Following the outbreak of the Gaza war in October 2023 and the Israeli invasion of the Gaza Strip, the Palestinian Authority in Ramallah and the Hamas leadership decided to try to form a unity government to plan for the eventual reconstruction of the Gaza Strip. In February 2024, Palestinian Prime Minister Mohammad Shtayyeh publicly called on Hamas to enter into unity negotiations with Fatah in order to facilitate the reconstruction of Gaza after the war.

In late July 2024, Fatah and Hamas met in Beijing under the auspices of the government of the People's Republic of China to conduct national unity negotiations for three days, ending in leaders of both parties signing on 23 July a joint statement "aimed at ending division and strengthening unity". Twelve other Palestinian factions also participated in the negotiations.

On 9 October, Hamas and Fatah officials met again in Cairo to discuss post-war governance of the Gaza Strip.

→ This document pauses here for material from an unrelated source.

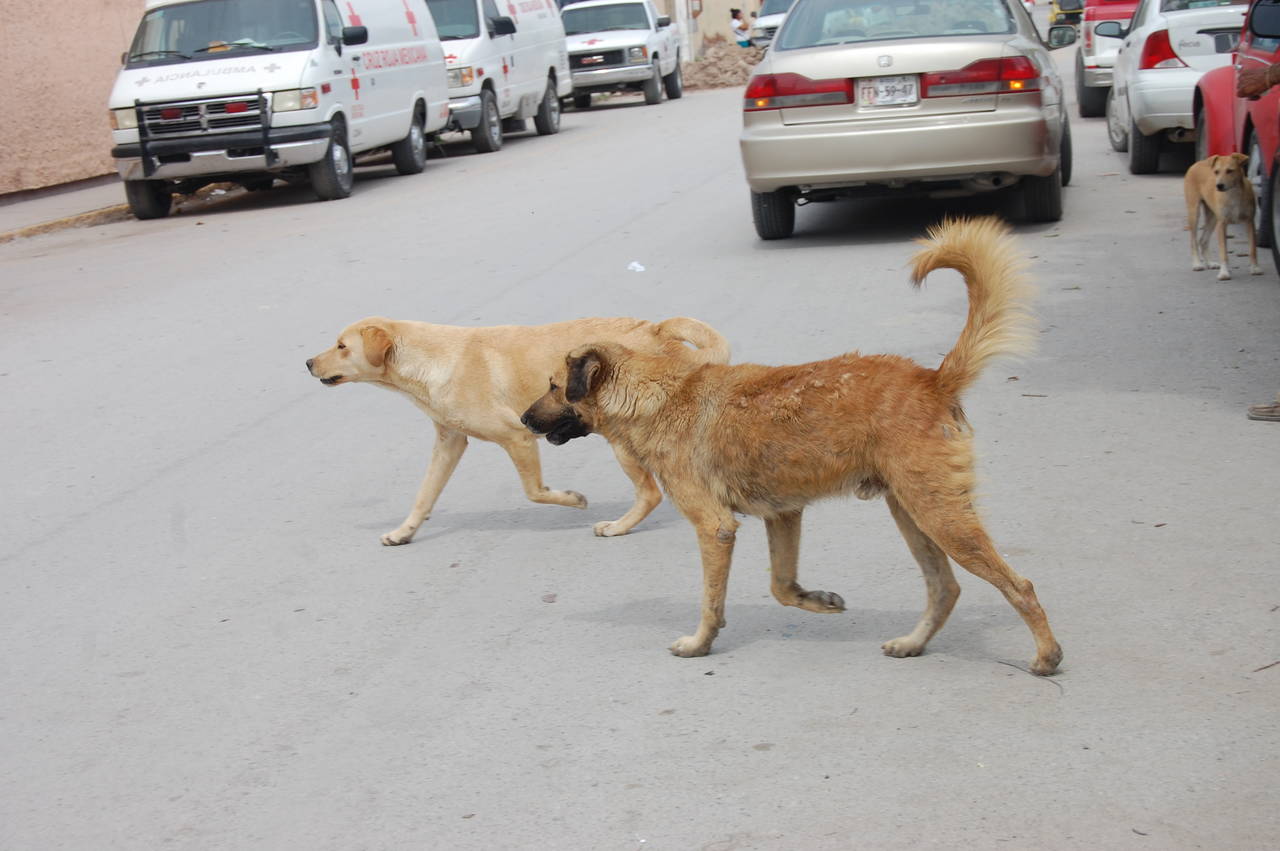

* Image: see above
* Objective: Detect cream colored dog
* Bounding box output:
[1183,154,1262,280]
[307,316,728,546]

Following weeks of negotiation, Palestinian officials announced in December that Hamas and Fatah were close to agreeing to form a technocratic committee to govern the Gaza Strip after the Gaza war.

In early 2026, it was reported that Fatah and Hamas were negotiating about a possible dismantling of Hamas government in the Gaza Strip so as to allow the Palestinian authority to receive international legitimacy as the body that would rule over the strip and oversee its reconstruction. No progress was reported throughout 2026 in Fatah-Hamas negotiations, and in May of that year, Hamas leadership called on Fatah to formulate joint strategy regarding the future of Palestine.